In this lab you will be doing some basic regression models for your ship.
Load the data set for your ship
load("~/data/RMS_Titanic.Rda")
Let’s make nicer labels. We are making a new variable for Survival here because we need it to be a number (not a factor) later.
RMS_Titanic$Survival_nominal<- factor(RMS_Titanic$Survival, levels = c("0","1"), labels = c("Died", "Survived"))
RMS_Titanic$Gender<- factor(RMS_Titanic$Gender, levels = c("0","1"), labels = c("Male", "Female"))
RMS_Titanic$Crew<- factor(RMS_Titanic$Crew, levels = c("0","1"), labels = c("Passenger", "Crew"))
For comparison purposes let’s run a frequency of Survival_nominal and crosstabs of Survival_nominal with Gender and Crew. For the third crosstab make a copy and switch the order of your column variables.

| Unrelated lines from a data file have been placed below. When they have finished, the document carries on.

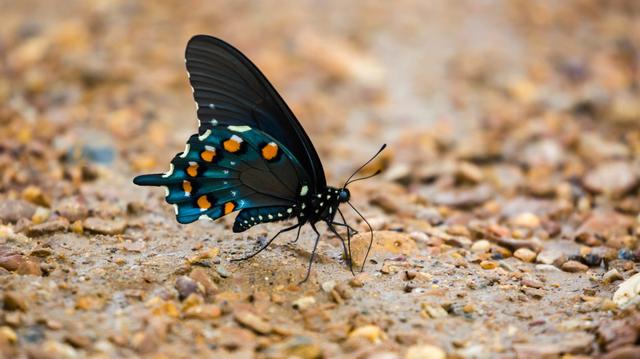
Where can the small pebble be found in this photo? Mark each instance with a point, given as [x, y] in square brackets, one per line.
[481, 246]
[612, 276]
[303, 303]
[187, 286]
[526, 220]
[488, 265]
[371, 332]
[58, 225]
[574, 267]
[525, 255]
[13, 210]
[425, 351]
[252, 321]
[104, 226]
[14, 301]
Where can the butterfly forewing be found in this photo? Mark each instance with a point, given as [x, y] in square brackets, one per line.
[230, 90]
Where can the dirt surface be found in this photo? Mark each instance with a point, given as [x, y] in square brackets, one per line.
[505, 219]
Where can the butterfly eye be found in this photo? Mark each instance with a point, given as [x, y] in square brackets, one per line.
[344, 195]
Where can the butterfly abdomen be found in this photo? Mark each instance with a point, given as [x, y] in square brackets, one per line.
[250, 217]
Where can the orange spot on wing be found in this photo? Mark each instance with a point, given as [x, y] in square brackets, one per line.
[186, 186]
[203, 202]
[207, 155]
[192, 170]
[270, 151]
[232, 144]
[229, 207]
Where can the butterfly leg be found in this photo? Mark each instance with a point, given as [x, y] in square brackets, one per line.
[298, 235]
[344, 246]
[349, 228]
[268, 243]
[313, 253]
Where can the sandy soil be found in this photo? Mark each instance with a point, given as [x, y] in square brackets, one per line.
[505, 219]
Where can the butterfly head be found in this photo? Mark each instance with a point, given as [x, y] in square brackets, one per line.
[344, 195]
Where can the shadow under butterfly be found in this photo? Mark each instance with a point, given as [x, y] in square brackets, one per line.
[250, 154]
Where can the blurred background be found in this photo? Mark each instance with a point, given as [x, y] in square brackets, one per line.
[513, 159]
[106, 79]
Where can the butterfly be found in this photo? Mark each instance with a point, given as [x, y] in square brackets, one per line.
[250, 155]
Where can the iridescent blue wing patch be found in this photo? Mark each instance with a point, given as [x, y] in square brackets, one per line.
[231, 168]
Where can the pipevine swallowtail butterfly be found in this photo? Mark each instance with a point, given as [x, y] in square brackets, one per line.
[250, 154]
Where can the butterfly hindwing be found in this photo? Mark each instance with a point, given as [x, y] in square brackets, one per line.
[230, 168]
[231, 91]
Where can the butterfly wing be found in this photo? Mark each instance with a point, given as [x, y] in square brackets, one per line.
[230, 168]
[230, 90]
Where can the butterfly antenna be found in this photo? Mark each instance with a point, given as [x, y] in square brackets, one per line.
[370, 230]
[365, 177]
[366, 163]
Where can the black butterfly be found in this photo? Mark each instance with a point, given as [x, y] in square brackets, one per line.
[250, 154]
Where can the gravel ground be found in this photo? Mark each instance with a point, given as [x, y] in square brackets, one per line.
[506, 218]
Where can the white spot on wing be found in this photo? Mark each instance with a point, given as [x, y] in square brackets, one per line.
[239, 128]
[237, 139]
[186, 151]
[169, 172]
[204, 136]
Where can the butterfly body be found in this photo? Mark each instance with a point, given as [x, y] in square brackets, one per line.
[250, 153]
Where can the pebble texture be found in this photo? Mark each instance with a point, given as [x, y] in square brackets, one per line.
[506, 218]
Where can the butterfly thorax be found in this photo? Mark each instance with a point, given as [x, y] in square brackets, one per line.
[322, 205]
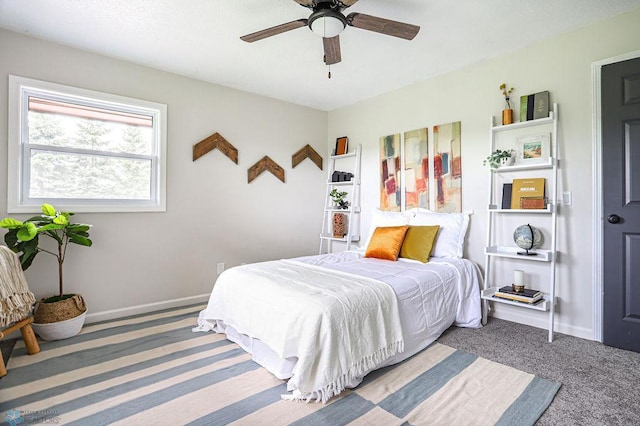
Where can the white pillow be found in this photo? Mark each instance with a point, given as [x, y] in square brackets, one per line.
[453, 229]
[381, 218]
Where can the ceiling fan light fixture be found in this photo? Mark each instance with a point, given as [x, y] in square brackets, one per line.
[327, 23]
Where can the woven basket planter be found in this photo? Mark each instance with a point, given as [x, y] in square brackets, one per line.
[59, 320]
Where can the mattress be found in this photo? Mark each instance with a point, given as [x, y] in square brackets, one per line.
[431, 297]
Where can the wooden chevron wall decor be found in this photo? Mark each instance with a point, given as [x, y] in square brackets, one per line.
[306, 152]
[212, 142]
[267, 164]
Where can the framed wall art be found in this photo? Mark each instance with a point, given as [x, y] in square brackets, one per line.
[342, 145]
[416, 169]
[534, 149]
[390, 178]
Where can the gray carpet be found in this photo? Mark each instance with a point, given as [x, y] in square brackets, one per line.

frequency(RMS_Titanic$Survival_nominal)
## Values Freq Percent
## Died 1496 67.8
## Survived 712 32.2
## Total 2208 100
pretty_tab(crosstab( RMS_Titanic, row.vars = "Survival_nominal", col.vars = "Gender",
title ="Surival by Gender", format="col_percent"))
| Male | Female | |
|---|---|---|
| Died | 79.3 | 26.7 |
| Survived | 20.7 | 73.3 |
| Total N | 1722 | 486 |
pretty_tab(crosstab( RMS_Titanic, row.vars = "Survival_nominal", col.vars = "Crew",
title ="Surival of Crew and Passengers",
format="col_percent"))
| Passenger | Crew | |
|---|---|---|
| Died | 62 | 76.2 |
| Survived | 38 | 23.8 |
| Total N | 1317 | 891 |
# This cross tab will control for two variables.

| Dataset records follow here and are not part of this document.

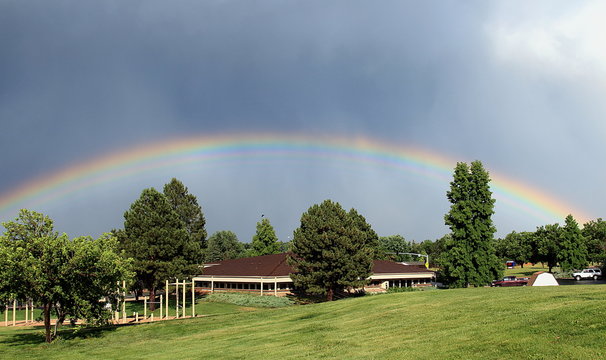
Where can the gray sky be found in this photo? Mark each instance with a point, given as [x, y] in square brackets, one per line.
[519, 86]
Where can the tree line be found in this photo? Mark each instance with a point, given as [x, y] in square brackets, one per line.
[164, 237]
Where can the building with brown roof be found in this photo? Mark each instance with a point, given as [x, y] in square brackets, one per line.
[270, 275]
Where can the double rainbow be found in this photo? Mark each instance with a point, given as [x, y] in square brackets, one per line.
[60, 184]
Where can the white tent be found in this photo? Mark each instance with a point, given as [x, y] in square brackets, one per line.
[542, 278]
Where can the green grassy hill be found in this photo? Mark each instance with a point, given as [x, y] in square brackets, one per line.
[566, 322]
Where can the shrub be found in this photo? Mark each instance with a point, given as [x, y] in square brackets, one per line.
[249, 300]
[404, 289]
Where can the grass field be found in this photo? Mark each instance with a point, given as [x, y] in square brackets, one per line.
[565, 322]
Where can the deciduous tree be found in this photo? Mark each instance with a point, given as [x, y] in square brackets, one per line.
[224, 245]
[68, 278]
[391, 247]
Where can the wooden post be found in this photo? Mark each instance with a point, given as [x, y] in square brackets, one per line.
[177, 298]
[193, 299]
[184, 294]
[124, 301]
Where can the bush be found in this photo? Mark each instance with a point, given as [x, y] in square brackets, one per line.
[404, 289]
[249, 300]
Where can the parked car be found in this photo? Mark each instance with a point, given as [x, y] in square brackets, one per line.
[510, 281]
[587, 274]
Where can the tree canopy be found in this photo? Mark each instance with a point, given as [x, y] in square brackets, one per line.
[158, 241]
[265, 241]
[594, 232]
[332, 250]
[68, 278]
[187, 208]
[470, 257]
[224, 245]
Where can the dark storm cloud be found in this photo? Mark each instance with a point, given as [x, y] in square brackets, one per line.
[471, 79]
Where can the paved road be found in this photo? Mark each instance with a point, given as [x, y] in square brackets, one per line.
[582, 282]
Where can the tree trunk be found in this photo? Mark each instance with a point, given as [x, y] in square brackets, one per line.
[59, 322]
[152, 298]
[46, 311]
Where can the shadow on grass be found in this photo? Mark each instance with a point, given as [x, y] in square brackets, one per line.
[36, 336]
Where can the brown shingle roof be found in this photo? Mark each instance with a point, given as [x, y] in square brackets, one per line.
[266, 265]
[276, 265]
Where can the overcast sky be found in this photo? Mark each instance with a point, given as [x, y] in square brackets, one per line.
[518, 85]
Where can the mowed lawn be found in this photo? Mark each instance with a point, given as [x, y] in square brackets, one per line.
[566, 322]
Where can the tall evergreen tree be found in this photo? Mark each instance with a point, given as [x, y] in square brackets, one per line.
[186, 206]
[265, 241]
[470, 257]
[156, 238]
[572, 252]
[594, 232]
[547, 245]
[332, 250]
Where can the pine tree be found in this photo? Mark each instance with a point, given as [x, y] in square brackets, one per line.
[595, 239]
[332, 250]
[572, 252]
[470, 257]
[547, 244]
[157, 239]
[186, 206]
[265, 241]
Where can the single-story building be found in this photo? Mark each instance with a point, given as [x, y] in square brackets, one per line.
[270, 275]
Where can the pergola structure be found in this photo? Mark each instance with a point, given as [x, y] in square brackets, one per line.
[270, 275]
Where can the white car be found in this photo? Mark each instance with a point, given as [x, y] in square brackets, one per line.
[587, 274]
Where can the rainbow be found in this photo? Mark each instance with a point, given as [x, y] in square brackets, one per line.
[132, 161]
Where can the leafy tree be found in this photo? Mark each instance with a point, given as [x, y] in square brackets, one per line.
[572, 252]
[66, 277]
[157, 239]
[332, 250]
[390, 246]
[265, 241]
[470, 258]
[186, 206]
[224, 245]
[595, 240]
[516, 246]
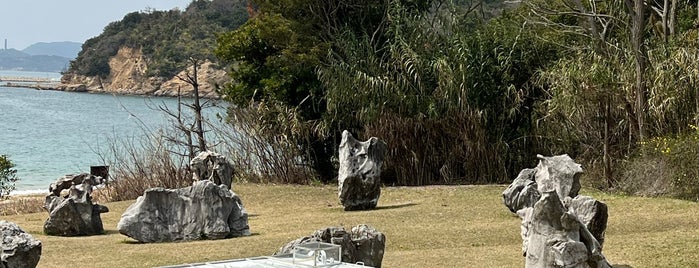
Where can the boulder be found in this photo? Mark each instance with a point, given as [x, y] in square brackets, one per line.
[559, 173]
[359, 178]
[202, 211]
[522, 193]
[212, 166]
[73, 214]
[19, 249]
[559, 228]
[592, 213]
[362, 244]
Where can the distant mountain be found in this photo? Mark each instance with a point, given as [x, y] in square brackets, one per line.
[12, 59]
[64, 49]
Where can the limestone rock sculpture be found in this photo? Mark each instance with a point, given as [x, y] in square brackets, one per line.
[359, 178]
[73, 214]
[212, 166]
[202, 211]
[19, 249]
[362, 244]
[559, 227]
[522, 193]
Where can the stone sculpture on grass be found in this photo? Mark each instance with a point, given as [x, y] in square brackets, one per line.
[359, 178]
[18, 248]
[206, 210]
[362, 244]
[559, 227]
[73, 214]
[202, 211]
[212, 166]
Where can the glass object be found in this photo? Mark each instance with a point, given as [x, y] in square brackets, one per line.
[317, 254]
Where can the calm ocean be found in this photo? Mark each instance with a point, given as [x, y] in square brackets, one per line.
[48, 134]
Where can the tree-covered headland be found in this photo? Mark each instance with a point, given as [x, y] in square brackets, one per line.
[462, 91]
[471, 91]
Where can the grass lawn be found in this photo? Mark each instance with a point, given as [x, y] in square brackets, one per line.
[440, 226]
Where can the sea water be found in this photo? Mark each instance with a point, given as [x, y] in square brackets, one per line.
[47, 134]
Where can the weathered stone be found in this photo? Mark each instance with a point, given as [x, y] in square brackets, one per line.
[80, 183]
[522, 193]
[19, 249]
[359, 178]
[592, 213]
[202, 211]
[362, 244]
[212, 166]
[73, 214]
[559, 173]
[559, 229]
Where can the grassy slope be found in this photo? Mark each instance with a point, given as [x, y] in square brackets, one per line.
[461, 226]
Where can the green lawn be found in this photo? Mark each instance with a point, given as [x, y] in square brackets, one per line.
[440, 226]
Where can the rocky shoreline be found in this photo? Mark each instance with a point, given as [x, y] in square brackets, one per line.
[84, 89]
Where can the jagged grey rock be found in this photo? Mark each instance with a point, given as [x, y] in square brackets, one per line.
[212, 166]
[359, 178]
[522, 193]
[19, 249]
[592, 213]
[559, 173]
[362, 244]
[74, 214]
[560, 229]
[202, 211]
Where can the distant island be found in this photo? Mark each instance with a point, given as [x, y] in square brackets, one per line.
[40, 57]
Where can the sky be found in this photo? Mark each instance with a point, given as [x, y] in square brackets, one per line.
[25, 22]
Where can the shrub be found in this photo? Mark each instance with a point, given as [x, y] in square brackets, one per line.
[8, 176]
[666, 163]
[138, 165]
[262, 151]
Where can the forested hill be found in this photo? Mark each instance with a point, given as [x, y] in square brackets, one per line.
[166, 38]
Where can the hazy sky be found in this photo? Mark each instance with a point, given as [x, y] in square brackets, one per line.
[25, 22]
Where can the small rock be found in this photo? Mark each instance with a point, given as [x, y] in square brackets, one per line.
[202, 211]
[19, 249]
[212, 166]
[359, 178]
[74, 214]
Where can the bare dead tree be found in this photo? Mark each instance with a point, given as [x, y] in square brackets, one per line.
[193, 80]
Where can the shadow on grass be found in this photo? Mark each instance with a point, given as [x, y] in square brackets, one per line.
[136, 242]
[108, 232]
[397, 206]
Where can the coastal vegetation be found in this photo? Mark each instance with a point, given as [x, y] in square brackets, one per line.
[463, 92]
[8, 176]
[167, 38]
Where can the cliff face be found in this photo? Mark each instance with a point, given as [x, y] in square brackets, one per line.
[128, 76]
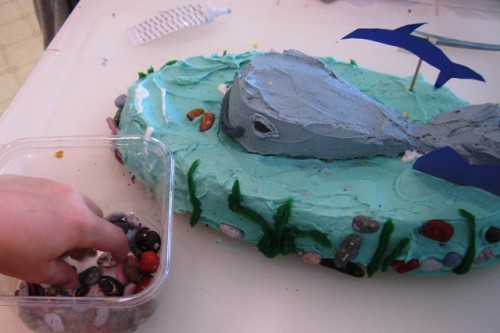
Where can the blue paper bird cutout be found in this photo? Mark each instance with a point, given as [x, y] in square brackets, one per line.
[446, 163]
[425, 50]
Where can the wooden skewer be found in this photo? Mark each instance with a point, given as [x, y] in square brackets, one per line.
[416, 74]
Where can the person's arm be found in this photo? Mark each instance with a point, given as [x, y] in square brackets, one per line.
[41, 221]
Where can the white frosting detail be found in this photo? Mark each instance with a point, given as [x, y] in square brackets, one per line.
[163, 106]
[140, 95]
[410, 156]
[222, 88]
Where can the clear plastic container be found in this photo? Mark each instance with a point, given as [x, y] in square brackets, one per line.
[90, 165]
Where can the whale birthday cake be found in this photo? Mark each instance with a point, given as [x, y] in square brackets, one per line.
[316, 158]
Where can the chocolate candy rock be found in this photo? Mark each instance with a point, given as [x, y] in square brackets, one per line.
[147, 239]
[347, 251]
[110, 286]
[364, 224]
[437, 230]
[105, 260]
[131, 269]
[90, 276]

pretty_tab(crosstab( RMS_Titanic, row.vars = "Survival_nominal", col.vars = c("Crew", "Gender"), format="col_percent",
title ="Surival by Gender and Group"))
| Crew Female | Crew Male | Passenger Female | Passenger Male | |
|---|---|---|---|---|
| Died | 13 | 77.9 | 27.4 | 80.8 |
| Survived | 87 | 22.1 | 72.6 | 19.2 |
| Total N | 23 | 868 | 463 | 854 |
pretty_tab(crosstab( RMS_Titanic, row.vars = "Survival_nominal", col.vars = c("Gender", "Crew"),
title ="Surival by Gender and Group", format="col_percent"))
| Female Crew | Female Passenger | Male Crew | Male Passenger | |
|---|---|---|---|---|
| Died | 13 | 27.4 | 77.9 | 80.8 |
| Survived | 87 | 72.6 | 22.1 | 19.2 |
| Total N | 23 | 463 | 868 | 854 |
Now we will run 3 regressions. First one without any independent variables, then one with Gender, then one with Gender and Crew. We use the lm() function which means linear model.
lm(Survival ~ 1, RMS_Titanic)
##
## Call:
## lm(formula = Survival ~ 1, data = RMS_Titanic)
##
## Coefficients:
## (Intercept)
## 0.3225
lm(Survival ~ Gender, RMS_Titanic)
##
## Call:
## lm(formula = Survival ~ Gender, data = RMS_Titanic)
##
## Coefficients:
## (Intercept) GenderFemale
## 0.2067 0.5258
lm(Survival ~ Gender + Crew, RMS_Titanic)
##
## Call:
## lm(formula = Survival ~ Gender + Crew, data = RMS_Titanic)
##
## Coefficients:
## (Intercept) GenderFemale CrewCrew
## 0.18924 0.54163 0.03472
Write out the three equations below:
No independent variable:
Gender only:
Gender and Crew:
Calculate the predicted values for each the equation with no indepdent variable:
How does the equation relate to the frequency distribution results?
Calculate the predicted values for males and females for the Gender only model.
Did being female help or hurt or make no difference?
How do these results compare to the cross tab for gender?
For the equation with Gender and Crew as independent variables, calculate the predicted values for:
Female, Crew Female, Passenger Male, Crew Male, Passenger
Which group has the best predicted probability of surviving?
Did Gender have an effect that was positive, negative or close to 0?
Did it stay the same as the equation for Gender alone? If not, how did it change?
Did Crew have an effect that was positive, negative or close to 0?
How do the predicted values from the equation with two variables compare to the crosstabs?